Jack Blum is an associate in the firm’s Employment Disputes, Litigation, and Arbitration practice, where he represents employers in connection with a wide range of employment law issues. Jack has extensive experience in defending employers against claims by their employees in federal and state courts, as well as before government agencies like the EEOC, Department of Labor, and state human rights commissions. Jack aggressively defends his client’s personnel practices and decisions while not losing sight of their underlying business goals and objectives. Jack represents clients in all aspects of complex employment litigation and has advised and defended employer clients regarding a wide variety of employee claims, including:

• Employment discrimination, harassment, and retaliation
• Wage and hour
• Employment contract disputes
• Independent contractor/employee misclassification audits 
• Tort claims arising out of the employment relationship

Jack also has extensive experience representing parties in litigation arising from employee mobility, including claims involving non-competition, non-solicitation, and confidentiality agreements as well as the misappropriation of trade secrets. Significantly, Jack has experience in both prosecuting and defending these claims and is, therefore, able to offer clients a well-rounded assessment of their options and courses of action. Jack also has experience redressing employee data breaches under the Computer Fraud and Abuse Act.

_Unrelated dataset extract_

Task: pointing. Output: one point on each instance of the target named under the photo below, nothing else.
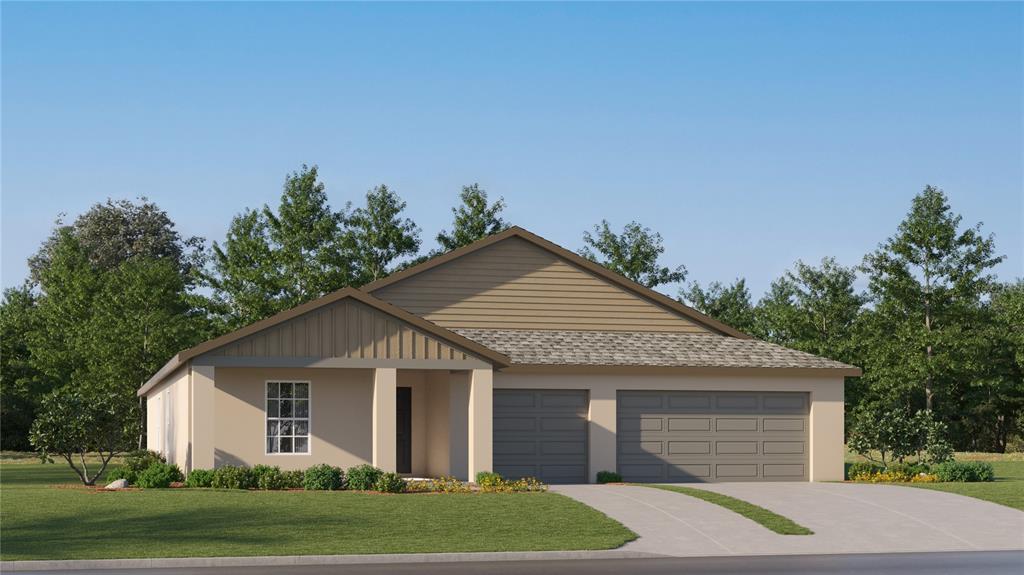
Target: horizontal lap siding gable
(346, 329)
(516, 284)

Jack also has a background in employment counseling, where he has worked closely with in-house counsel, human resources personnel, and business executives to craft personnel policies that meet the client’s business requirements while complying with applicable laws. Jack has particular experience in assisting clients with issues relating to employee/independent contractor classifications, and regularly advises clients regarding the defensibility of classifications, drafts independent contractor agreements to provide the strongest possible arguments in support of the classification, and defends misclassification claims asserted by employees and government agencies. Jack also walks clients through sensitive personnel actions to reduce the potential for litigation or at least best position the client in the event that litigation is inevitable. Jack draws heavily upon this counseling experience in representing clients in litigation.

During law school, Jack served as a legal intern in the U.S. Securities and Exchange Commission’s Office of the Inspector General where he contributed to several high-profile internal investigations, and also interned with the Maryland Attorney General’s Office.